State agency clarifies governor’s executive order, indicating that all solar initiatives — residential and commercial — are ‘essential construction projects’
Credit: (AP Photo/Ben Margot)
The solar sector in New Jersey and nationwide is reeling from the coronavirus pandemic.

It turns out putting up solar panels to generate electricity is an essential business — at least in New Jersey.

In a step to allay confusion in the sector, the state Board of Public Utilities has issued a statement clarifying that solar projects are considered “essential construction projects’’ under an executive order issued by Gov. Phil Murphy declaring a Public Health Emergency this past February.

In a short statement, the BPU clarified that solar projects fall within the parameters of Executive Order 122, which stipulated “utility projects, including those necessary for energy and electricity production and transmission’’ may continue construction during the emergency.

The clarification from the state agency that oversees the sector means all new and ongoing solar construction, including both commercial and residential projects, can move forward.

The executive order also included single-family homes putting up solar panels as being “essential,” but omitted any mention of larger commercial projects, creating some uncertainty in the sector.

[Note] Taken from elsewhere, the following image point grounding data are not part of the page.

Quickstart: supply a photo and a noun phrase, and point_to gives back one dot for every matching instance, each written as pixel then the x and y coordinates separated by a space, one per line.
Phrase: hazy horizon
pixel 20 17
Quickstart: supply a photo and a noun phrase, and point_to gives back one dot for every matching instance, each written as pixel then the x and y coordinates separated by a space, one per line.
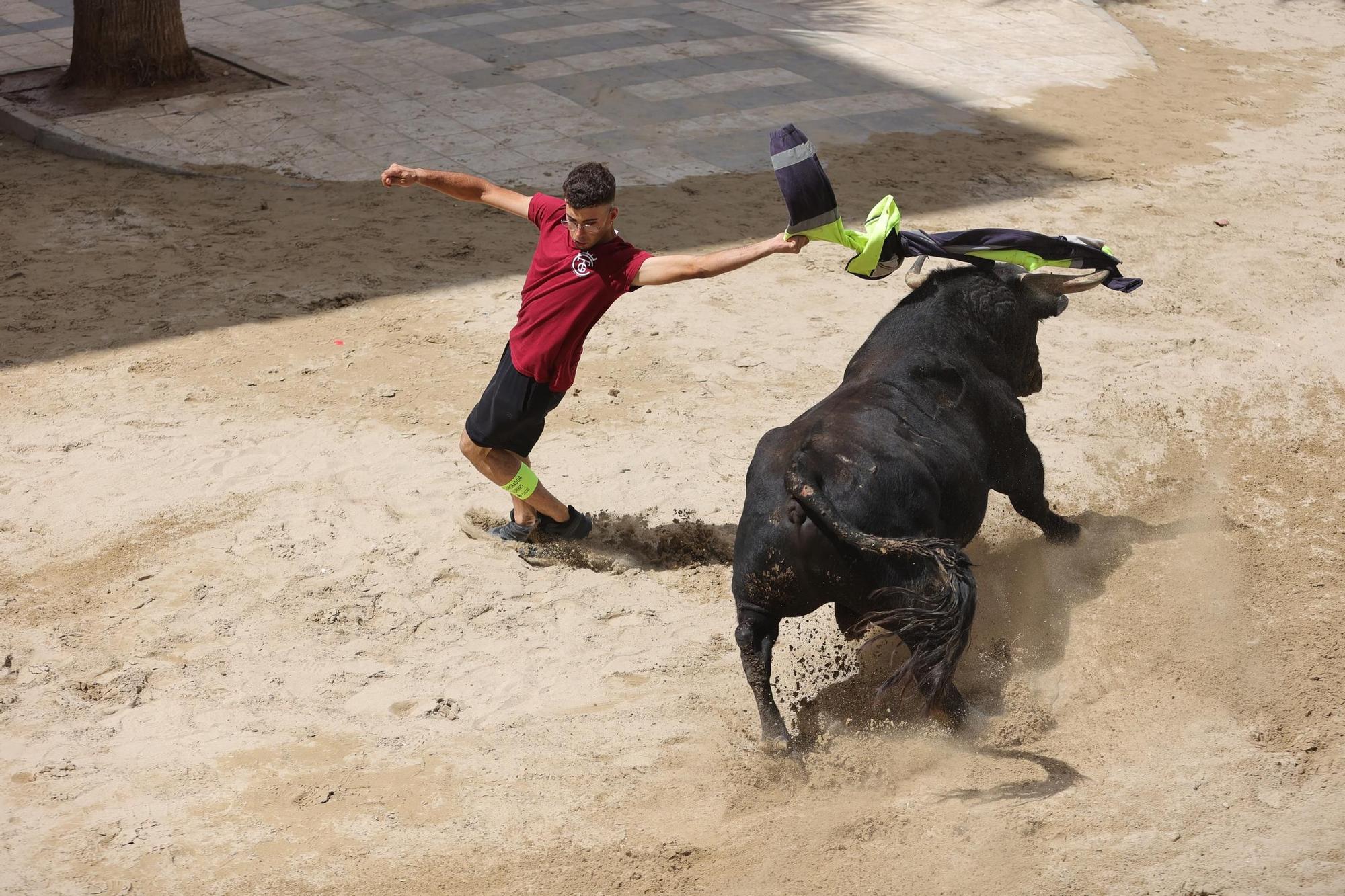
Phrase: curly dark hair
pixel 590 185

“Solar is a critical and growing contributor to energy, notably clean energy, in the state, and energy provision is an essential service,’’ said BPU president Joseph Fiordaliso. “To eliminate any confusion, as some projects were continuing during this period and some were not, NJBPU is clarifying that all solar projects can move forward at this time.’’

Solar is a key component of the Murphy administration’s 100% clean-energy goal by mid-century. By then, 34% of the electricity consumed in New Jersey will come from solar panels.

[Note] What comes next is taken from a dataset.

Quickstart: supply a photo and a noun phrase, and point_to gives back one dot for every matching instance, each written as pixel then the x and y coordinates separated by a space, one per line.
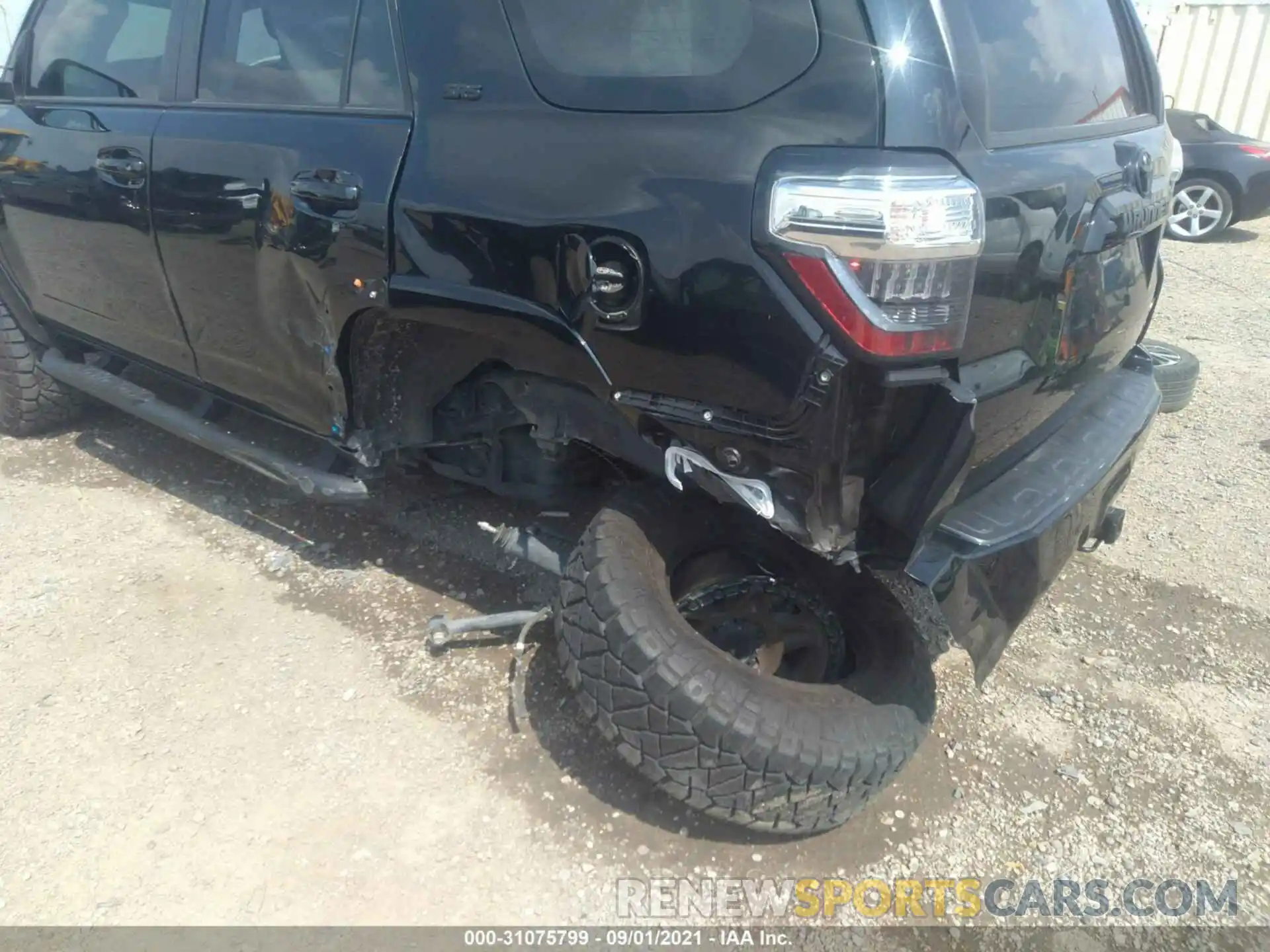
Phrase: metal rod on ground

“It was good for them to do this,’’ said Lyle Rawlings, founder of Advanced Solar Products. “For the commercial guys, it was not covered explicitly.’’

New Jersey’s solar sector is undergoing a transition as the state moves to close its current system for subsidizing solar with a still-undefined permanent program that will cost ratepayers less money. The staff of the BPU is expected to unveil a straw proposal on how it will finance new solar projects, possibly as soon as the end of the month.